The situation is worse in Waikato, where homes are earning $88 more a day than the workers. Aucklanders fared better, their houses earning $7.90 more a day.

Ross Stanway, chief executive of Eves and Bayleys Real Estate, said house prices outstripping wage growth had been the case in the Bay for some time.

"I think that highlights firstly, the rapid increase in house prices and secondly, the need for wages to increase.

"There has been an increase in the median wage, but obviously it didn't and couldn't match the lift in house prices."

Mr Stanway said this made it tough for people, particularly those wanting to buy their first home, but it also highlighted how many people were moving to the Bay for jobs and various other reasons because of the region's popularity.
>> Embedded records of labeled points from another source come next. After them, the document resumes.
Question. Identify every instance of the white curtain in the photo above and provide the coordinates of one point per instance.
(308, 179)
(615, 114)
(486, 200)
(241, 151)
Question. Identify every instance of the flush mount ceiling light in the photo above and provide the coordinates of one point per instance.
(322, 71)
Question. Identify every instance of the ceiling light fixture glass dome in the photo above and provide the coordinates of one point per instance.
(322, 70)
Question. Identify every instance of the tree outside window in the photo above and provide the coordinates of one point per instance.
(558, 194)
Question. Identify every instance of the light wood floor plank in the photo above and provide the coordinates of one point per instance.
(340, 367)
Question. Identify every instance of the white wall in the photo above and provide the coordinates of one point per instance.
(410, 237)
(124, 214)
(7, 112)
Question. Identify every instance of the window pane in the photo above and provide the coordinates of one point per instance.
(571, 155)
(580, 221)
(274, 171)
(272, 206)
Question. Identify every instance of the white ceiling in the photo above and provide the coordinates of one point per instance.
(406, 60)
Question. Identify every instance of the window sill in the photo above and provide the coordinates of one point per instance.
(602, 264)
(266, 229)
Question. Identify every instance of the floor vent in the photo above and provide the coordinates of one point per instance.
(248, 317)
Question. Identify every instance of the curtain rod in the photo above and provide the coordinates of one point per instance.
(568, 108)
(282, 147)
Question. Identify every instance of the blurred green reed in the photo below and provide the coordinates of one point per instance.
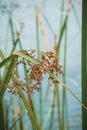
(84, 63)
(29, 101)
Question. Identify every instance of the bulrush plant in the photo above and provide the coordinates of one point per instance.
(35, 72)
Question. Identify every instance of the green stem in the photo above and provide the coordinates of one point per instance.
(84, 63)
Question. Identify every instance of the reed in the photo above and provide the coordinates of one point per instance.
(84, 63)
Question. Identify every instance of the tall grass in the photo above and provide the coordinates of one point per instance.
(8, 63)
(84, 63)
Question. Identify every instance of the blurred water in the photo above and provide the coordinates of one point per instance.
(26, 14)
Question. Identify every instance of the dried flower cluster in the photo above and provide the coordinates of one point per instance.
(47, 63)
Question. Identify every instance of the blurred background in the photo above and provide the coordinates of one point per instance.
(42, 25)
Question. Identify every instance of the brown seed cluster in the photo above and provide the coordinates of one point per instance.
(47, 63)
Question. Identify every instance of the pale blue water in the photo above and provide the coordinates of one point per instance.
(26, 14)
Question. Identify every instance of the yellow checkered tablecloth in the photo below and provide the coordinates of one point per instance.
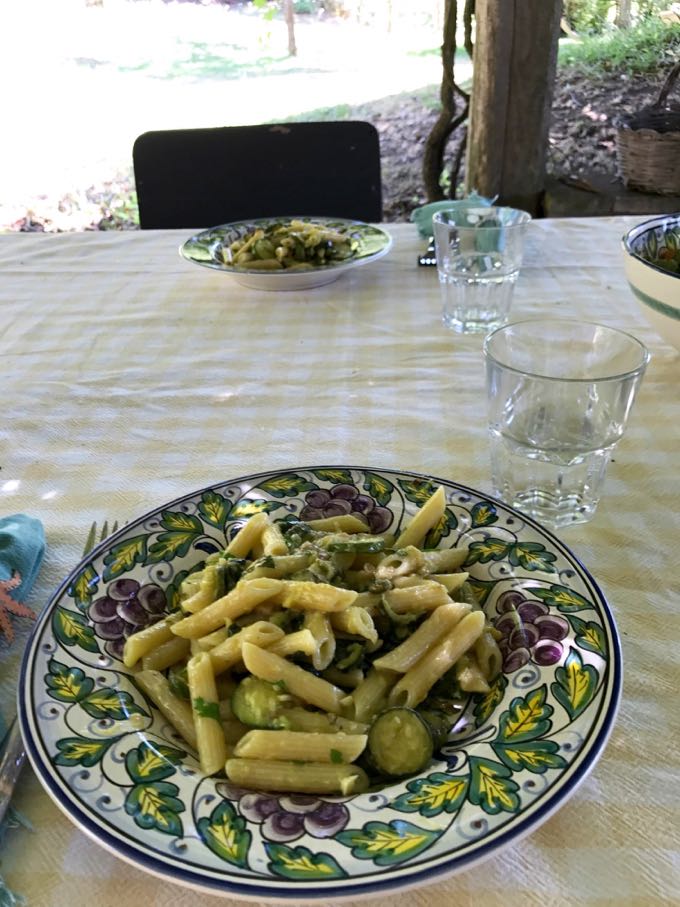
(131, 377)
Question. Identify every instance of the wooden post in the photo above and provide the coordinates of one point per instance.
(513, 78)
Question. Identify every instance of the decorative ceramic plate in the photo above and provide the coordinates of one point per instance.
(206, 249)
(120, 772)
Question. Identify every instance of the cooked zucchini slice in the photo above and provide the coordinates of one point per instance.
(357, 543)
(260, 704)
(399, 742)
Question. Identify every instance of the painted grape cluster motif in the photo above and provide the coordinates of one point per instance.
(126, 608)
(529, 632)
(516, 733)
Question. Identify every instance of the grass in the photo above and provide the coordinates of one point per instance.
(635, 51)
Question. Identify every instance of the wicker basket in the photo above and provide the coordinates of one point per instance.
(648, 145)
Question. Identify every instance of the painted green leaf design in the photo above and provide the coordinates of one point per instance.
(286, 486)
(433, 795)
(387, 844)
(444, 527)
(534, 755)
(214, 508)
(481, 588)
(301, 863)
(532, 556)
(84, 587)
(106, 702)
(589, 635)
(575, 684)
(152, 762)
(156, 806)
(527, 718)
(334, 476)
(226, 834)
(417, 490)
(492, 787)
(483, 513)
(379, 488)
(488, 549)
(248, 508)
(72, 629)
(486, 705)
(170, 545)
(562, 598)
(67, 684)
(81, 751)
(124, 556)
(180, 522)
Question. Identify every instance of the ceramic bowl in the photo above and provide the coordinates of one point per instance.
(121, 772)
(652, 265)
(205, 249)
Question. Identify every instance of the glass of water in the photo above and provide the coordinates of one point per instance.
(559, 395)
(479, 254)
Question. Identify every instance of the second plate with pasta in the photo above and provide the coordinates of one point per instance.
(320, 682)
(287, 253)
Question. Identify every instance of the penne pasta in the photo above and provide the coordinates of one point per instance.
(316, 596)
(469, 675)
(421, 640)
(166, 654)
(272, 540)
(144, 641)
(177, 711)
(451, 581)
(244, 597)
(320, 627)
(278, 567)
(370, 696)
(344, 523)
(356, 622)
(301, 641)
(295, 745)
(248, 536)
(210, 742)
(308, 777)
(425, 596)
(228, 653)
(428, 516)
(327, 638)
(301, 683)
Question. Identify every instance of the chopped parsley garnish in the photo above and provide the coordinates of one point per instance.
(206, 709)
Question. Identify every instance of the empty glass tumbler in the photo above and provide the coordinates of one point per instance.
(559, 395)
(479, 254)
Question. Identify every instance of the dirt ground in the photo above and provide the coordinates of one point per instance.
(86, 140)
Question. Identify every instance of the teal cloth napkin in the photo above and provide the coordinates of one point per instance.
(22, 546)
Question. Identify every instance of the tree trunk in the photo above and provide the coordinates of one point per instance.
(448, 119)
(289, 14)
(468, 16)
(512, 86)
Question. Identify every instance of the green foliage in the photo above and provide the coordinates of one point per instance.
(634, 51)
(587, 16)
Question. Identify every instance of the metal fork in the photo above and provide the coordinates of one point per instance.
(13, 754)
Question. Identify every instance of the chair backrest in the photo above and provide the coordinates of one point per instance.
(204, 177)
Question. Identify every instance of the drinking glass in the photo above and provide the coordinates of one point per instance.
(559, 395)
(479, 254)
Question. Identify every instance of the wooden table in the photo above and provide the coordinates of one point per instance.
(131, 377)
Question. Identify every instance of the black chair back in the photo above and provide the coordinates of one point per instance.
(199, 178)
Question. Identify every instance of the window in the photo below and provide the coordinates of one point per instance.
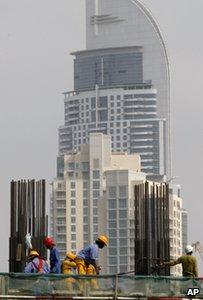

"There's a good side and a tough side."

Mr Stanway said home owners that sold their property for a good price usually still had to buy another property so depending where they moved to "it's not all necessary beer and skittles".

Greg Purcell, franchise owner of Ray White Realty Focus in Mount Maunganui and Papamoa, said these figures were no surprise considering some house prices had shot up hundreds of thousands of dollars in the Bay.

"Property owners by default have made a lot of equity in the last two years or so. The big question is - how long will this keep up for?

"The top end is still selling well but since the latest LVR restrictions were added, the middle to bottom end is slowing."

Mr Purcell said this skewed average price statistics as, proportionally, more higher-value properties were selling.

"The entry level stuff six months ago, that was really racing out the door. It's not at the moment. We have interest but that sector of the market has been affected. "

REINZ spokesman Bryan Thomson warned against using median house prices as a gauge for first home buyers, who were more likely to target cheaper, entry-level properties.

Thomson urged house hunters to know their financial limitations, decide what was critical in a property and be flexible on location.